Er senkt den Kopf, sodass ich sein Gesicht nicht mehr erkennen kann.
Dann sprudelt es förmlich aus ihm heraus.
»Peter war auf dem Kongress, und sie hat ihre Eltern besucht und ihre Freundinnen. Ich hatte aber leider kaum Zeit für sie, musste von Stockholm aus noch zwei Banker nach Zürich fliegen. Und als ich Anna dann am Nachmittag wieder abholte, war sie ganz verändert, so aufgekratzt und glücklich. An dem Nachmittag haben wir noch im Haus ihrer Eltern gefeiert, und sie hat sich so gefreut … Na ja, und dann habe ich zum Aufbruch gedrängt, weil es dunkel wurde und man nicht mehr so einfach eine Starterlaubnis bekommt.«
Er macht eine kurze Pause, wofür ich dankbar bin. Ich atme ganz vorsichtig ein und aus.

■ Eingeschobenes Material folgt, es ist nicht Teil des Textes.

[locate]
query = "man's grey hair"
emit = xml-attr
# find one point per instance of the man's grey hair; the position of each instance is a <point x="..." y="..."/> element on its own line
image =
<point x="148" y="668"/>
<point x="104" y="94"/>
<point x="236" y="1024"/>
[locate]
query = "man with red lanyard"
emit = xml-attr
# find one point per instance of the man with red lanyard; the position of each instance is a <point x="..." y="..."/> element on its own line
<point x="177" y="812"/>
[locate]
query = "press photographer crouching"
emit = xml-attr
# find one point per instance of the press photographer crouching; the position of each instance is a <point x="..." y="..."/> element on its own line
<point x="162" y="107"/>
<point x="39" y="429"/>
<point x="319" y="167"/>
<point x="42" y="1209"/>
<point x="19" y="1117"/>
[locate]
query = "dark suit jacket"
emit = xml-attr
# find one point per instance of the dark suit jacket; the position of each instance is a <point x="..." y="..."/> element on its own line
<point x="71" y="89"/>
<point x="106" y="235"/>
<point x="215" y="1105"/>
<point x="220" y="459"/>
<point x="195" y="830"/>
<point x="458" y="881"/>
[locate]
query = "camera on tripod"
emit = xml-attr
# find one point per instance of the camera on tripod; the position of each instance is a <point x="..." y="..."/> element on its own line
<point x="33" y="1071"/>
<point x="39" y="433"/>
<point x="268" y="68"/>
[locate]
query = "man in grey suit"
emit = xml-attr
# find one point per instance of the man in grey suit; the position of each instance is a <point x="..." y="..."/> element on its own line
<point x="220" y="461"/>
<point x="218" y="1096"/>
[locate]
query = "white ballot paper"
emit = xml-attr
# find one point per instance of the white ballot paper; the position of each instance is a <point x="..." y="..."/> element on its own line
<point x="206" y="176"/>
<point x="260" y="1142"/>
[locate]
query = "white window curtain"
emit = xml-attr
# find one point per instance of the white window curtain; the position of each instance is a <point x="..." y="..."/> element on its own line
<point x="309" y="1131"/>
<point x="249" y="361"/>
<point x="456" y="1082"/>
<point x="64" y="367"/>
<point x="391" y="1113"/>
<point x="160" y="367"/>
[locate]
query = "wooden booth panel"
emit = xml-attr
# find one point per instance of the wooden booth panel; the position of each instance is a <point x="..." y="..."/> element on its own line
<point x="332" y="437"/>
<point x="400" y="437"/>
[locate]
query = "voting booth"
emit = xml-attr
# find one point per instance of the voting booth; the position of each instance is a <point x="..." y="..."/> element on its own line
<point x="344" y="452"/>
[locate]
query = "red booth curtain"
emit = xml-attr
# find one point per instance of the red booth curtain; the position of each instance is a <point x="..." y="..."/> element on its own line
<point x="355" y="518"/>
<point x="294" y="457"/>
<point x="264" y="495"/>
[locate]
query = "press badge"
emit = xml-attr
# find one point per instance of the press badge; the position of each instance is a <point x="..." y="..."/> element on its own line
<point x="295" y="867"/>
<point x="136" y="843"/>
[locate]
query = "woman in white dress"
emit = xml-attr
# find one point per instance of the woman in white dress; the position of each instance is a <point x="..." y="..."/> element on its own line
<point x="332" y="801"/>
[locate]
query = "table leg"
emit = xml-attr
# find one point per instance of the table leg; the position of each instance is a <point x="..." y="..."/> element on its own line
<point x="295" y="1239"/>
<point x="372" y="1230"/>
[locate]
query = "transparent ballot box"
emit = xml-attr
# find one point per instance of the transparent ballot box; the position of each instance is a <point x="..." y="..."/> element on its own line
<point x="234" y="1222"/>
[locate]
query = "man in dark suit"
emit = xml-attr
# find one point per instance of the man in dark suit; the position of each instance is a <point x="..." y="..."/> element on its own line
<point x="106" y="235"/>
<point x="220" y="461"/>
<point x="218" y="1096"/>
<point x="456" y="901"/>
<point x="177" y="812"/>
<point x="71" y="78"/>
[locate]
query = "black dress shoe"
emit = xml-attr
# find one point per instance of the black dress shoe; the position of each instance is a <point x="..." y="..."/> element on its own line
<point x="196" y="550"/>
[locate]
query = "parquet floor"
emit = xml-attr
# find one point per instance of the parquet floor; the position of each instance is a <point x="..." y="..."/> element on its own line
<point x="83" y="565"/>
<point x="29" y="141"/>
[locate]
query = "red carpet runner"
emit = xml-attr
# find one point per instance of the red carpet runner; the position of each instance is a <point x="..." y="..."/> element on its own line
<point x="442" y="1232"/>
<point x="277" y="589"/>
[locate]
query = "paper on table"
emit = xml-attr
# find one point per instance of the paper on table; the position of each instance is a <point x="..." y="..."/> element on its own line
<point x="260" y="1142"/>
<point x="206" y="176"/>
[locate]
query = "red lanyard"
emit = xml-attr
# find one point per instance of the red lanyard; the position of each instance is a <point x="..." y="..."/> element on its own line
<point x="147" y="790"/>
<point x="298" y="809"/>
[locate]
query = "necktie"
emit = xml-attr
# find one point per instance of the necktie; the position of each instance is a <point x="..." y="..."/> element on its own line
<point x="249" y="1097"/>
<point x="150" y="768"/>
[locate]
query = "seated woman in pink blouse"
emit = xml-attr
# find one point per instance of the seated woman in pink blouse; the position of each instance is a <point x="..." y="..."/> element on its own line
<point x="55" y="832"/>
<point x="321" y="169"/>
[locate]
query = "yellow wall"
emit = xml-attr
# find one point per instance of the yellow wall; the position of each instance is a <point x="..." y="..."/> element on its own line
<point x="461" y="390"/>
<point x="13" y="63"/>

»Also flogen wir um kurz nach sechs in Stockholm los. Ich hatte vollgetankt und mich in der Landessprache bei der Dame im Tower gemeldet. Ich weiß noch, wie stolz ich war über meine paar Brocken Schwedisch. Anna lachte und meinte, das sei noch verbesserungswürdig. Peter, mein bester Freund, der Zahnarzt, konnte übrigens Schwedisch. Er war der Einzige, mit dem Anna sich in ihrer Muttersprache unterhalten konnte.« Georg schweigt einen Moment und gibt sich einen Ruck, weiterzuerzählen. »Peter saß jedenfalls hinten und arbeitete an seinem Laptop, während Anna neben mir auf dem Beifahrersitz saß.
Ich starte also durch und ziehe die Schnauze nach oben, als ich einen fast unmerklichen Ruck bemerke, so wie wenn jemand an deinem Sicherheitsgurt zieht. Ich wollte Peter und Anna nicht beunruhigen und dachte, solange der Flieger in der Luft ist, gibt es kein Problem. Aber da kam wieder ein Ruck und dann noch einer. Ich spürte so eine Trägheit, als ob kein Benzin drin wäre. Ich hatte aber vollgetankt.
Dann ging alles ganz schnell. Die Propeller blieben stehen, und anschließend ging es in völliger Finsternis abwärts.